中央西線

中央本線は東京~名古屋間を甲州街道、中山道に沿って山梨、長野、岐阜の3県を通過する一大幹線だが、一般に東京~塩尻間を中央東線、塩尻~名古屋間を中央西線と呼ばれている。中央西線は塩尻~名古屋の174.8kmを結ぶ約2時間30分の路線。勾配を上下しながら街道沿いに広がる宿場町を通り、木曽山脈(中央アルプス)を望みながら名古屋へと至る。

宿場町らしい造り奈良井駅

塩尻を出発すると、葡萄棚の広がる田園風景を進む。やがて急勾配区間に入りと線路と贄川(にえかわ)と国道119号の3つの流れが並行する。
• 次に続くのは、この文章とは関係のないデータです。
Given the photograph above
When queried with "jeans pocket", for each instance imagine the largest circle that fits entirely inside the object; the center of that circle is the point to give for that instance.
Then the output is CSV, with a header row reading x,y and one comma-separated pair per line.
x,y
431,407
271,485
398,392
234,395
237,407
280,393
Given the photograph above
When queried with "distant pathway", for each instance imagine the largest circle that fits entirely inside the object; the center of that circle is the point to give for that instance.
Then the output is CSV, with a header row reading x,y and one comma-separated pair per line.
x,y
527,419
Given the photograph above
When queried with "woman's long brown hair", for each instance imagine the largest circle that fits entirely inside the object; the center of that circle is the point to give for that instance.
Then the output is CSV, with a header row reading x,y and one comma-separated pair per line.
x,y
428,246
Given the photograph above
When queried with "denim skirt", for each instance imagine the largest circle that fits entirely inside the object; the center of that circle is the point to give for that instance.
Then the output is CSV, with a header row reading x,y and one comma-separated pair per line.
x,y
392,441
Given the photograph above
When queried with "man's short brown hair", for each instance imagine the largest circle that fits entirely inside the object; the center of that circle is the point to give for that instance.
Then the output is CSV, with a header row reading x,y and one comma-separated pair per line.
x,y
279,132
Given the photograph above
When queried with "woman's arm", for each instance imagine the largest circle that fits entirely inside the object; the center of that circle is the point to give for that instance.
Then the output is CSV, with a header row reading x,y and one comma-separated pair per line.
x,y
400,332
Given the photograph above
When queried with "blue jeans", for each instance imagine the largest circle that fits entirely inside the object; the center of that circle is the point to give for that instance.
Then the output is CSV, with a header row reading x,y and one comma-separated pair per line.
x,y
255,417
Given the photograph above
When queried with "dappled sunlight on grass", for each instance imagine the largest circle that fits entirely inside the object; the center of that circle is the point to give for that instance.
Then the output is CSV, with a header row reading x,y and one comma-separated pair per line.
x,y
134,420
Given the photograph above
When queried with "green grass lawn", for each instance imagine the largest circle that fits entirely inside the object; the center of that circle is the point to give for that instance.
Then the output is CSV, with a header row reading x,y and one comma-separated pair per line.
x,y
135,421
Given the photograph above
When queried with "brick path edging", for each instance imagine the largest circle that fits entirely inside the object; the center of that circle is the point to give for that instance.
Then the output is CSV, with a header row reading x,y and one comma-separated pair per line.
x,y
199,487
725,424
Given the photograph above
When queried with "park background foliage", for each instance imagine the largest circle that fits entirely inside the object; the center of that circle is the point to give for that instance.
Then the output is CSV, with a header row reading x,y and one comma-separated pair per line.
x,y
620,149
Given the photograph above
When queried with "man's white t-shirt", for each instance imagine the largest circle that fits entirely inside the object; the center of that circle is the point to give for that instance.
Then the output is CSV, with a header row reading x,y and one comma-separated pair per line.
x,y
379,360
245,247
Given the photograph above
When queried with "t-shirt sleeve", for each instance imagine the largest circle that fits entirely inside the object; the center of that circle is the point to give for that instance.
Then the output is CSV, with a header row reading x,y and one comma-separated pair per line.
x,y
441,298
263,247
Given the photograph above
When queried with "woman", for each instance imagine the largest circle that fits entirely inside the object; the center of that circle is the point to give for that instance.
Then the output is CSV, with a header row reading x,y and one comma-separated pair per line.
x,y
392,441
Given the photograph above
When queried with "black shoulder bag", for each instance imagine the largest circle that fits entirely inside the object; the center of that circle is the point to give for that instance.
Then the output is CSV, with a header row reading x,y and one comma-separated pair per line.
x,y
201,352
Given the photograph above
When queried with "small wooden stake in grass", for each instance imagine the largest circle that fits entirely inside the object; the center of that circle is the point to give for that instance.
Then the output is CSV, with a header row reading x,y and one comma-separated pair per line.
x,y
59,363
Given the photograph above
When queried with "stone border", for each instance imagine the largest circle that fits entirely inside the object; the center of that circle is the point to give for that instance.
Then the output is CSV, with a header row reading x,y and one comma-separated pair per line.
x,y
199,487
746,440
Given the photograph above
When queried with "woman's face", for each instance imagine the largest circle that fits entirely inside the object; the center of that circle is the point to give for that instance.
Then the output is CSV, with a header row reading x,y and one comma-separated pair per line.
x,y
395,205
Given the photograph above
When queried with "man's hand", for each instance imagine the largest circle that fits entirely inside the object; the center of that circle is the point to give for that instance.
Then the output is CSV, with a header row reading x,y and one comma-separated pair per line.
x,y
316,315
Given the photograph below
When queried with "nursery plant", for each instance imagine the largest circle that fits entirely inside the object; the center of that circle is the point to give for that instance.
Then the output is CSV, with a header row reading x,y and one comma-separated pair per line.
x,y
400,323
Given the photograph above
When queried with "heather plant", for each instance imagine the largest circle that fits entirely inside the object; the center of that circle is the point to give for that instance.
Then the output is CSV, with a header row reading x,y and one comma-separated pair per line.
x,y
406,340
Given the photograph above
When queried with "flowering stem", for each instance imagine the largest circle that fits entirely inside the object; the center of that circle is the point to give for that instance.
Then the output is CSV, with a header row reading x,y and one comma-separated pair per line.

塩尻から5つ目の駅、奈良井は“奈良井千軒”と呼ばれるほどの大宿場町で、難所である鳥居峠が近いことからここ奈良井宿で宿をとる旅人が多かった。古くから旅籠(はたご)や酒造などが軒を連ねる町並は約1kmに渡り、国伝統的建造物保存地区に選定されている。古社寺をはじめ、名産の木曽漆器、漬物、おやきなどがあり、ぶらり町歩きが楽しいところだ。

情緒ある古い町並みが続く

奈良井~薮原間にある鳥居トンネル(1197m)はかつての難所鳥居峠を抜け、反対側の宿場町、薮原宿へと至る。薮原駅は1910(明治43)年に作られた駅で当時の木造駅舎が今も残されている。街道を沿うように木曽川が流れ、こちらの町並も観光エリアとして人気がある。2つの宿場町を結ぶ約6km、標高1197mの鳥居峠越えの古道はトレッキングコースとして現代の旅人にも愛されている。

街道に沿うように流れる木曽川

木曽谷の中心部、木曽福島を抜けると上松、倉本と続く。木曽川の激流が岩肌を削り、方状節理の奇岩が連なる「寝覚めの床」と呼ばれる景勝地である。この辺りから中央アルプスの最高峰、木曽駒ケ岳(標高2956m)を望むことができる。ここでは進行方向左側の車窓に注目したい。やがて中山道の宿場町の拠点の南木曽に到着する。中津川から以南、名古屋までは運行本数が一段と増え、名古屋の通勤圏に入っていく。車窓は様変わりし、名古屋へと至る。

開業年: 1919(大正8)年
営業キロ: 1748km
所要時間: 約2時間30分(直結列車の設定なし)
動力方式: 電気
運行車両: 115系、211系、213系、311系、313系
営業本数: 普通列車下り22本、上り24本
主な観光スポット: 贄川関所、
木曽考古館(贄川駅から徒歩約10分)、
木曽陶器館(木曽平沢駅から徒歩約10分)、
上問屋資料館(奈良井駅から徒歩約5分)、
馬籠宿(中津川駅からバス約25分)、
定光寺(定光寺駅から約15分)、
徳川美術館(大曽根駅から約10分)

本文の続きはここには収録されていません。